ABD Dışişleri Bakanlığı’nın, Türkiye’nin Doğu Akdeniz’deki faaliyetlerini yorumlamaktan kaçınıp, Rum yönetiminin Doğu Akdeniz’de tek yanlı münhasır ekonomik bölge ilan ettiği denizlerdeki doğal kaynakları kullanma hakkını ve iki bölgeli iki toplumlu federasyon çözümüyle ilgili bilinen görüşünü tekrarlaması, Rum tarafını memnun etmedi. Rum basını “Amerikalılar Türk meydan okumalarının üzerini örtme yaklaşımını sürdürüyor” yorumu yaptı.

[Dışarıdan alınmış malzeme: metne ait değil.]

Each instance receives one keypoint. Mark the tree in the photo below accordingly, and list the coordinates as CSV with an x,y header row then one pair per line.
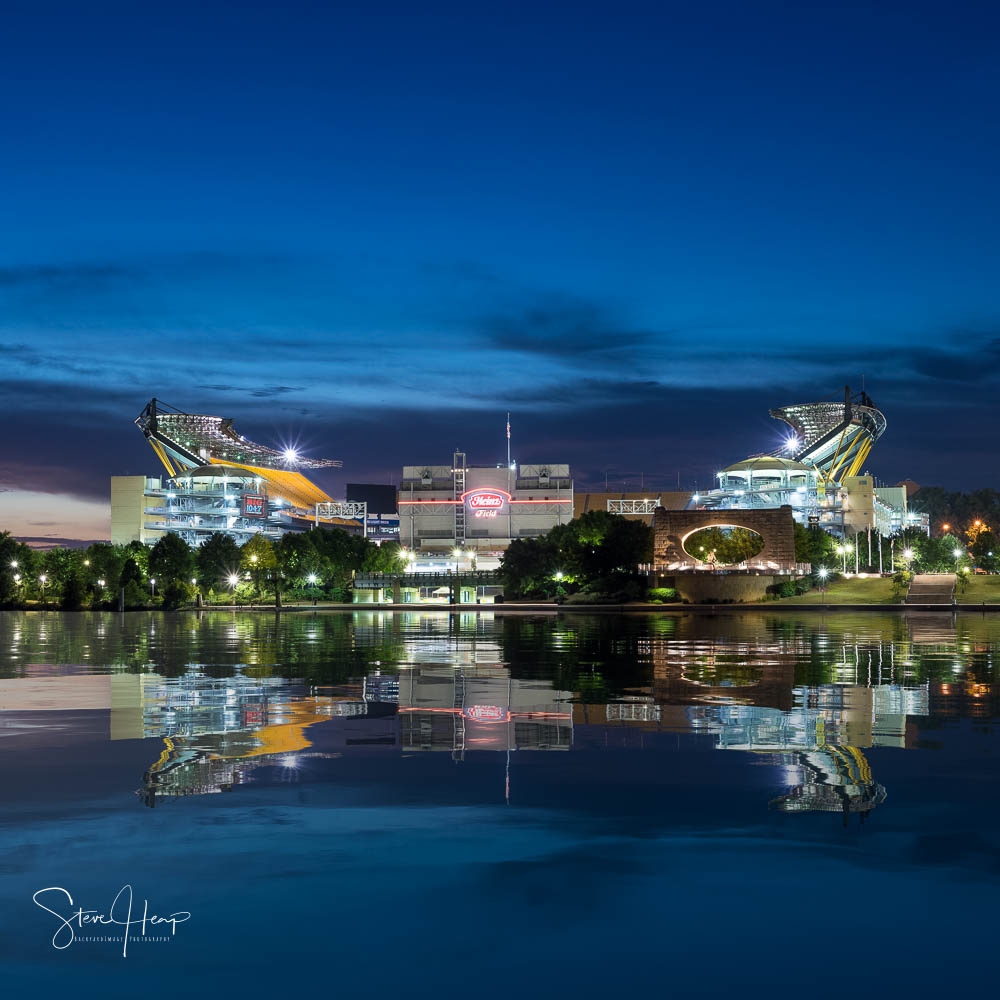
x,y
258,559
729,545
74,592
216,558
985,551
16,561
171,560
59,565
106,563
598,552
131,573
297,557
139,554
814,545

Fileleftheros “Birleşik Devletler Ne Gördü Ne Duydu” başlığıyla aktardığı haberinde ABD Dışişleri Bakanlığı Sözcü Yardımcısı Marie Harf’in, ABD hükümetinin Güney Kıbrıs’ın sözde “MEB’indeki doğal kaynakları kullanma hakkını tanıdığını ve iki bölgeli iki toplumlu federasyon çözümüne destek verdiğini tekrarladığını, Türkiye’nin Doğu Akdeniz’deki faaliyetlerine hiçbir yorum getirmediğini yazdı.

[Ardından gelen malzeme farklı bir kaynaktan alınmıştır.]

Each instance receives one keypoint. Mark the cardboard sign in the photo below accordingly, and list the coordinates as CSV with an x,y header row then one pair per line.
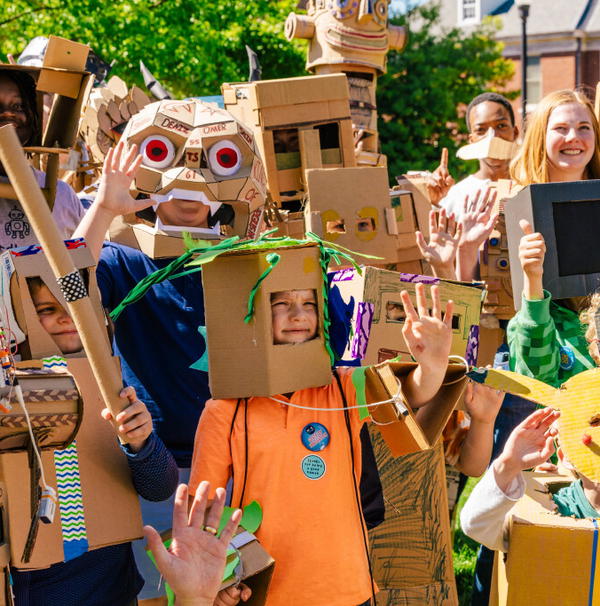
x,y
105,482
566,214
279,111
352,208
537,534
411,551
404,430
242,358
378,314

Gazeteye göre Harf “iki bölgeli iki toplumlu federasyon ile Ada’nın yeniden birleşmesi için BM iyi niyet misyonu çerçevesindeki müzakere prosedürüne güçlü destek veriyoruz. Uzun zamandır politikamız budur” ifadelerini kullandı.

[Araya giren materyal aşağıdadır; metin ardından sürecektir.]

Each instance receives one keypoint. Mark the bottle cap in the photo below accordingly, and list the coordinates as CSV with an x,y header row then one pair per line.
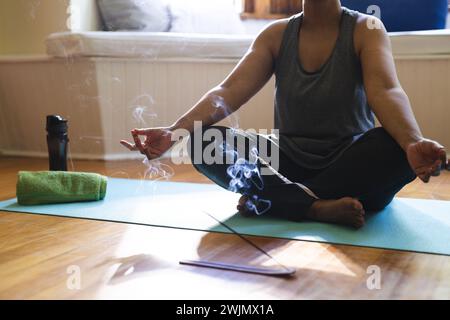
x,y
56,124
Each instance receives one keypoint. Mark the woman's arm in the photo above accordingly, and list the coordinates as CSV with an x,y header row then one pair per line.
x,y
249,76
390,102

Rum Yönetimi Sözcüsü Nikos Hristodulidis’in Türkiye’nin Doğu Akdeniz’deki faaliyetlerini “yeni bir istila” diye nitelemesi sorulduğunda ise böyle bir açıklamadan haberi olmadığını söyleyen Harf “Ada’nın petrol ve gaz gibi kaynaklarının kapsamlı bir çözüm çerçevesinde her iki toplum arasında adilane paylaşılması gerektiğine inanmaya devam ediyoruz. Bölgedeki gerilimi artırabilecek faaliyetlerden kaçınılması da önemlidir” ifadelerini kullandı.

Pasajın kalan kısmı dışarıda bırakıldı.